Competitive performance on the DomainNet feature-shift scenario confirms that the method generalizes to both label shift and feature shift settings.

Highlights & Insights¶

Elegant use of hierarchical Bayes: Using the global posterior as an informative local prior elegantly achieves personalization within a single communication round. The conjugate prior guarantees a closed-form solution, avoiding any iterative optimization — this is the key mathematical infrastructure enabling training-free adaptation.
Global alignment of text augmentation: Rather than simply averaging text scores across clients, a KL divergence-inspired selection criterion identifies text prompts that are robust across heterogeneous environments, yielding substantially higher quality than directly using raw LLM outputs.
Theoretically grounded sample-wise fusion: Theorem 1 connects the generalization error bound of the fused classifier to the mixing coefficient, providing principled justification for the confidence-based weighting rather than ad hoc design.

Limitations & Future Work¶

Gaussian distribution assumption: Whether CLIP features truly follow a class-conditional Gaussian distribution remains an open question; more flexible distributional assumptions may be needed in complex scenarios such as fine-grained recognition.
LLM consistency requirement: All clients are required to use the same LLM version for text augmentation generation, which may be difficult to guarantee in practical FL deployments.
Classification-only applicability: The GDA-based visual pipeline restricts the method to classification tasks, precluding extension to detection or segmentation.
Insufficient privacy analysis: Although only statistics rather than raw data are transmitted, whether class-specific means and covariance matrices could leak private information warrants deeper investigation.

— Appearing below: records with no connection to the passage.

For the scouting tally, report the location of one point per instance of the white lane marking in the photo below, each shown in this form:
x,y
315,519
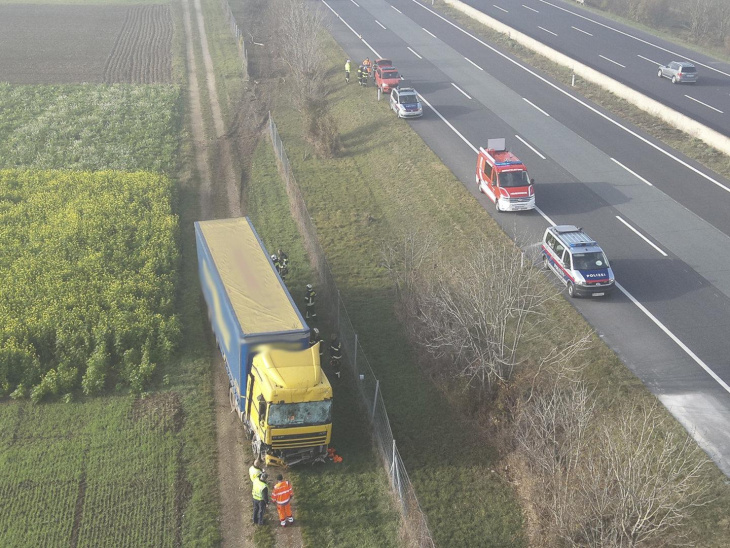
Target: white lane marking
x,y
533,105
632,172
445,121
377,55
575,98
461,90
548,31
657,63
672,336
528,145
640,235
704,104
413,52
611,61
674,53
473,63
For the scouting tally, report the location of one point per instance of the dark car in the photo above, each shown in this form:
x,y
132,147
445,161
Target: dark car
x,y
679,72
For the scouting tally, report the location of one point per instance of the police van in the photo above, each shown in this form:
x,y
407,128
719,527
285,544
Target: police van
x,y
578,261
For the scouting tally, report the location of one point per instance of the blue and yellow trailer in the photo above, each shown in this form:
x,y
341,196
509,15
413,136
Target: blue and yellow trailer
x,y
277,385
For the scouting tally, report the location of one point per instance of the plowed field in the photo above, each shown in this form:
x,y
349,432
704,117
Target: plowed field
x,y
54,44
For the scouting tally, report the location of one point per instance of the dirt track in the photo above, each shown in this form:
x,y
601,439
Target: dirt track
x,y
233,448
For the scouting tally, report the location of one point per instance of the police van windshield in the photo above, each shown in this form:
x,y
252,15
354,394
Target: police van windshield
x,y
595,260
513,178
300,414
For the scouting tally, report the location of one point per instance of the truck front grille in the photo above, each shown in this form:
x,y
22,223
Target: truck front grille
x,y
310,439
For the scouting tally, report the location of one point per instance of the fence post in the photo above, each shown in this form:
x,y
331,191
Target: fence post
x,y
354,359
375,402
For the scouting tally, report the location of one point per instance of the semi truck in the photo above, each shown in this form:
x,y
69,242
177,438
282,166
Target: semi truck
x,y
276,383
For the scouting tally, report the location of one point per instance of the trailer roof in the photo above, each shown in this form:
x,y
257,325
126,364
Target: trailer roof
x,y
261,302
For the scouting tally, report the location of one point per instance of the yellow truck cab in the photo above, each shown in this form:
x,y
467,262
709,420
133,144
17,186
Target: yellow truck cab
x,y
291,404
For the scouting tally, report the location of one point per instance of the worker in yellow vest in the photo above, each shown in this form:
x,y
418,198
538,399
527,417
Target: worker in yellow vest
x,y
282,495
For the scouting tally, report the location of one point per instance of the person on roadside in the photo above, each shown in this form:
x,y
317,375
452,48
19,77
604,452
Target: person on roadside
x,y
335,354
348,67
260,493
282,495
310,312
257,468
314,338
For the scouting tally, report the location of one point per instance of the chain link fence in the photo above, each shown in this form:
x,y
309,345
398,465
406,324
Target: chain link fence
x,y
238,33
414,521
415,529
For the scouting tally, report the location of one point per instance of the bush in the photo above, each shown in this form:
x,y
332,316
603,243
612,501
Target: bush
x,y
91,265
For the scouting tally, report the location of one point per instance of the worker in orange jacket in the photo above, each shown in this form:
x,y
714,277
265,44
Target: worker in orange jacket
x,y
282,495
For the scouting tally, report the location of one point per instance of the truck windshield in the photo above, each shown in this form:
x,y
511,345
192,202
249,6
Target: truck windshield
x,y
300,414
513,178
589,261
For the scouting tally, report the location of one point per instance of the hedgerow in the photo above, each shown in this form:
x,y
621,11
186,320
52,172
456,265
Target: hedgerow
x,y
89,127
89,266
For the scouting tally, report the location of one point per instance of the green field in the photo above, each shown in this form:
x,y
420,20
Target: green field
x,y
90,127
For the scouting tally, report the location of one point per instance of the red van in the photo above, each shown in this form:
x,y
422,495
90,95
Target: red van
x,y
503,177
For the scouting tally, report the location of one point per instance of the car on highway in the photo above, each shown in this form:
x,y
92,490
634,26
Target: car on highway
x,y
386,78
405,103
679,72
578,261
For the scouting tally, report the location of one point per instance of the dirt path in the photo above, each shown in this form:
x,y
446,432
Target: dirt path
x,y
232,445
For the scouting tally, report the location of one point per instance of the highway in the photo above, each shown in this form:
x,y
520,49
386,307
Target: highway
x,y
627,55
661,218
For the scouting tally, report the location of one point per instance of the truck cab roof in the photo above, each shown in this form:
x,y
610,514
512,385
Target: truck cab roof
x,y
288,376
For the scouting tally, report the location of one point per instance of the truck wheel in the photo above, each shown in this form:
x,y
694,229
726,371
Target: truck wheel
x,y
232,399
256,447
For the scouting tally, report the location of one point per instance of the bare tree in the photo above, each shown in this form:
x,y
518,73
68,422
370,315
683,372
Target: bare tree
x,y
473,313
608,481
300,29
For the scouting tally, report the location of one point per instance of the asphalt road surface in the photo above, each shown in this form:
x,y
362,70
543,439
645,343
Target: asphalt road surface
x,y
661,218
627,55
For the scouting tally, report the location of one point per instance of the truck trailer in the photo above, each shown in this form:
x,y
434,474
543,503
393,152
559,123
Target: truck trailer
x,y
277,386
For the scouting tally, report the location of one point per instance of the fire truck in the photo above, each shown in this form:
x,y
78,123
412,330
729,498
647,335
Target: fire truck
x,y
503,178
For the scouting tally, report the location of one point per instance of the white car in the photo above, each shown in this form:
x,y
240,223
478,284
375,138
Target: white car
x,y
404,102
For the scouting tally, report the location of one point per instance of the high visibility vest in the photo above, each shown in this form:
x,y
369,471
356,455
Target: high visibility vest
x,y
282,492
258,489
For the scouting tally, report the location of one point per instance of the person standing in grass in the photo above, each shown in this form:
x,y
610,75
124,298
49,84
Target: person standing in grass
x,y
260,493
335,354
282,495
256,469
311,311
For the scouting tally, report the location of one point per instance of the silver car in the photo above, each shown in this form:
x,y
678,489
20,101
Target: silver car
x,y
679,72
404,102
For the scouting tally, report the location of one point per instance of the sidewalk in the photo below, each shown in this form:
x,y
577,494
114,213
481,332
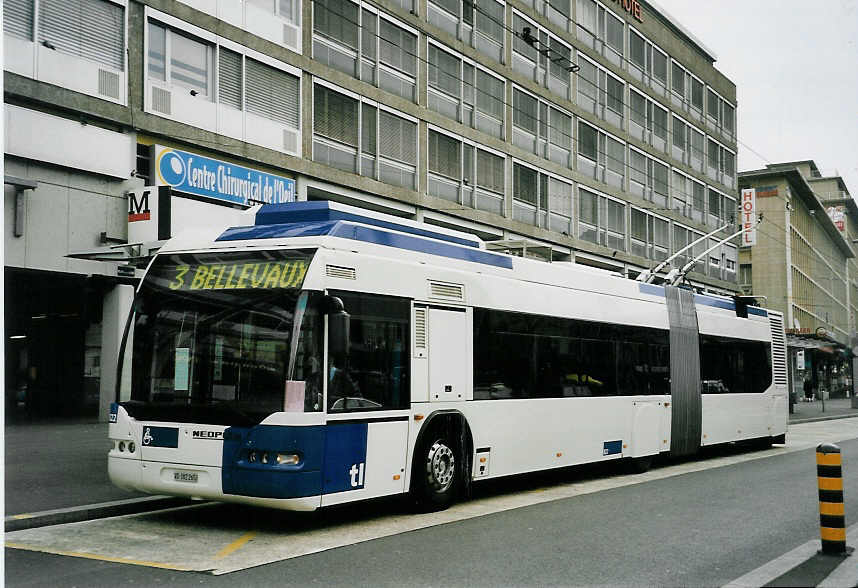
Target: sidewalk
x,y
835,408
54,465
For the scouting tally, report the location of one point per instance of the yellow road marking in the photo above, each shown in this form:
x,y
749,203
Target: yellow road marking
x,y
134,562
235,545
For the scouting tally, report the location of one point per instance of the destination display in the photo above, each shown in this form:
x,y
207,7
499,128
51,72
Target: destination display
x,y
231,271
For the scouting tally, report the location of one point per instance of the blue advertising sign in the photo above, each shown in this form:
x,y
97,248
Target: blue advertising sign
x,y
211,178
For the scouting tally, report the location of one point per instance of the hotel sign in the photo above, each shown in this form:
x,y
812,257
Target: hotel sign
x,y
749,217
633,7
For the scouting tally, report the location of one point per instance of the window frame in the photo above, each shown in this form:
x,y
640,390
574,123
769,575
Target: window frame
x,y
377,156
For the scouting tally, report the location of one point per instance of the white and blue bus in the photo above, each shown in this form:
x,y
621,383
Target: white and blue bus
x,y
326,354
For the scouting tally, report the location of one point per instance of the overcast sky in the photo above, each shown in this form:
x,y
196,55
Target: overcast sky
x,y
795,66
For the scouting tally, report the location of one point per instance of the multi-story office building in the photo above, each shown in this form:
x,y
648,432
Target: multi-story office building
x,y
594,132
804,265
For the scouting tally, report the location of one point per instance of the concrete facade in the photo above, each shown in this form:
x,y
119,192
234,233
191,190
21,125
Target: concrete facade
x,y
804,265
674,181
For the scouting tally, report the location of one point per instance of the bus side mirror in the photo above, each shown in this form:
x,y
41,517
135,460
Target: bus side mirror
x,y
338,328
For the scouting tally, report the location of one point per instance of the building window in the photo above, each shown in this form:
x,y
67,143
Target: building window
x,y
482,27
649,235
680,139
464,92
647,120
76,44
546,61
257,99
722,210
601,220
366,44
721,164
89,29
359,137
698,149
601,93
271,93
541,200
648,177
601,156
178,59
601,30
720,114
647,63
462,173
541,128
696,98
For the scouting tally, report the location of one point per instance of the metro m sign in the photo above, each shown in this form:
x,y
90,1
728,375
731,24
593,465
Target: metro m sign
x,y
749,217
138,206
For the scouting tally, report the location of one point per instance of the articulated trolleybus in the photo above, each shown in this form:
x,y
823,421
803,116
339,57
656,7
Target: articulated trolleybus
x,y
325,354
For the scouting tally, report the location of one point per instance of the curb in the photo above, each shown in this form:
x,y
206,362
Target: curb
x,y
88,512
821,418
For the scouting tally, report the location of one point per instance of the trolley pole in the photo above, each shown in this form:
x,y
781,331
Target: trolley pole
x,y
832,519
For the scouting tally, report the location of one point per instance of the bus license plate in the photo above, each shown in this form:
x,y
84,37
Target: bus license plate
x,y
189,477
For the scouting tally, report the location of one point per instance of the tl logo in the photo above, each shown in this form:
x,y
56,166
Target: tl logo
x,y
356,475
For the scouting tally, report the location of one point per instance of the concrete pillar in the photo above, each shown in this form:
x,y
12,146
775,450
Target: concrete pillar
x,y
117,304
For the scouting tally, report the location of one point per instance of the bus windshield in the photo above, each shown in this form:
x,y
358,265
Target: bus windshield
x,y
219,338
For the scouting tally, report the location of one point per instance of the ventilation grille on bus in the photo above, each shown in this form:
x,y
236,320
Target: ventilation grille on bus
x,y
336,271
420,314
161,100
778,350
108,83
446,291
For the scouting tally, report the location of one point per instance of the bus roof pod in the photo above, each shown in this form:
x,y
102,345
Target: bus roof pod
x,y
323,211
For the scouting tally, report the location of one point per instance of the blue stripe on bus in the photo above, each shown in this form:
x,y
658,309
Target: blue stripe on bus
x,y
311,212
348,230
703,299
332,459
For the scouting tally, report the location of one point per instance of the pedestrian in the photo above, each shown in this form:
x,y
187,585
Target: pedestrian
x,y
808,390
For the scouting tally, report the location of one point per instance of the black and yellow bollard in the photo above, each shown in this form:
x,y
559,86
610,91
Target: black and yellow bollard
x,y
832,520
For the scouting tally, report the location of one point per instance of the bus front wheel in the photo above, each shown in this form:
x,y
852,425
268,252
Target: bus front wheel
x,y
438,473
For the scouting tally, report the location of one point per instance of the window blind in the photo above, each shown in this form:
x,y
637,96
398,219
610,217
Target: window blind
x,y
444,157
490,174
489,95
561,129
524,111
18,18
368,126
338,20
229,78
397,138
90,29
272,93
398,47
524,184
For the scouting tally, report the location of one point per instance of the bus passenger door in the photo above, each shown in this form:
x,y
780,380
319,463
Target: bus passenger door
x,y
450,354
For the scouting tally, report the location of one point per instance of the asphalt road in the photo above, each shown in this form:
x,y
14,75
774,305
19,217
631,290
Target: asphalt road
x,y
701,528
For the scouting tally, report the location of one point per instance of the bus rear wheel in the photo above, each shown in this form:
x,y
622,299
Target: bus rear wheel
x,y
438,473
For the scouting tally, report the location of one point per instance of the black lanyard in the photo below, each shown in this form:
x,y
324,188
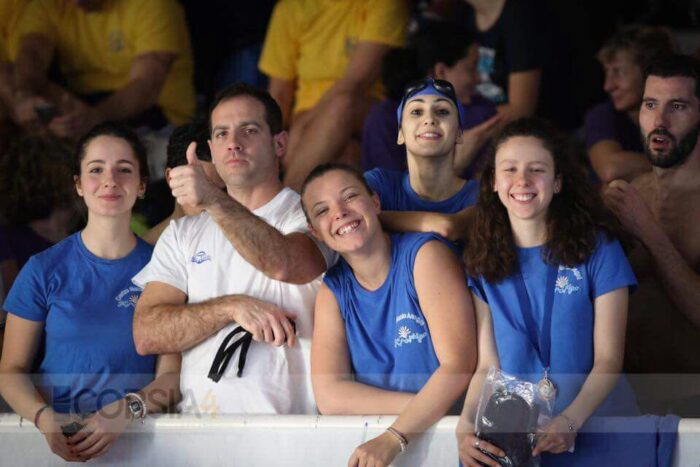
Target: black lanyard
x,y
541,339
225,353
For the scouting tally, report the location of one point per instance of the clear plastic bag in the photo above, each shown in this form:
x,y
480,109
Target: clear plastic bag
x,y
509,413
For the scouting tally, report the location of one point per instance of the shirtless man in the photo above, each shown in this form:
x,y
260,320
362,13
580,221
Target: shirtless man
x,y
662,209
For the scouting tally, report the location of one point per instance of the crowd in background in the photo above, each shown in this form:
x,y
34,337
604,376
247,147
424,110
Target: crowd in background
x,y
338,71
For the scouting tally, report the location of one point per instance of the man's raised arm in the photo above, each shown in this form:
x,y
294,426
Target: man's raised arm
x,y
165,323
294,258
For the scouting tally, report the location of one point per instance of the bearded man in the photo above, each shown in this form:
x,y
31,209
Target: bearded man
x,y
661,209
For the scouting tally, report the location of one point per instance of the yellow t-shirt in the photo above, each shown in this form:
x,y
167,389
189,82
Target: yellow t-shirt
x,y
95,50
311,41
10,13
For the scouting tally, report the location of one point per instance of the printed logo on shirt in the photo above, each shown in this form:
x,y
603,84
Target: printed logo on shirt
x,y
406,335
200,257
128,297
564,284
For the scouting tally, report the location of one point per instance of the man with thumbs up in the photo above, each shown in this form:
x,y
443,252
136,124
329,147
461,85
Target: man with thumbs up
x,y
245,262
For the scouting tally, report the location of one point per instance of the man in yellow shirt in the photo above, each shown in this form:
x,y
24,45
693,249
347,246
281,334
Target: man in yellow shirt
x,y
10,14
323,58
126,60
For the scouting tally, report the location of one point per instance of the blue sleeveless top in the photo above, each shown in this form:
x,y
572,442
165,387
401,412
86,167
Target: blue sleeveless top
x,y
388,339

vs. PromptFL/pFedPrompt: These multi-round training methods require repeated client–server communication and gradient computation. TOFA is entirely training-free and completes adaptation in a single round, achieving comparable or superior performance on most datasets.
vs. CLIP-GDA: Both methods employ GDA, but CLIP-GDA is a purely local approach without federated aggregation. TOFA incorporates global information via hierarchical Bayes, yielding greater robustness under heterogeneous settings.
vs. FedLPA: FedLPA is a one-shot method but requires client-side training and relies solely on the visual modality. TOFA is training-free and leverages both modalities, achieving substantially superior performance.

Rating¶

Novelty: ⭐⭐⭐⭐ The combination of hierarchical Bayes, global text alignment, and adaptive fusion represents a pioneering contribution in the FL + VLM domain.
Experimental Thoroughness: ⭐⭐⭐⭐ Evaluated on 9 datasets with diverse heterogeneity settings, 4 categories of baselines, and comprehensive ablation studies.
Writing Quality: ⭐⭐⭐⭐ Mathematical derivations are rigorous, though the high density of formulas somewhat reduces readability.
Value: ⭐⭐⭐⭐ Provides a practical solution for resource-constrained federated VLM adaptation; the performance under training-free and one-shot constraints is impressive.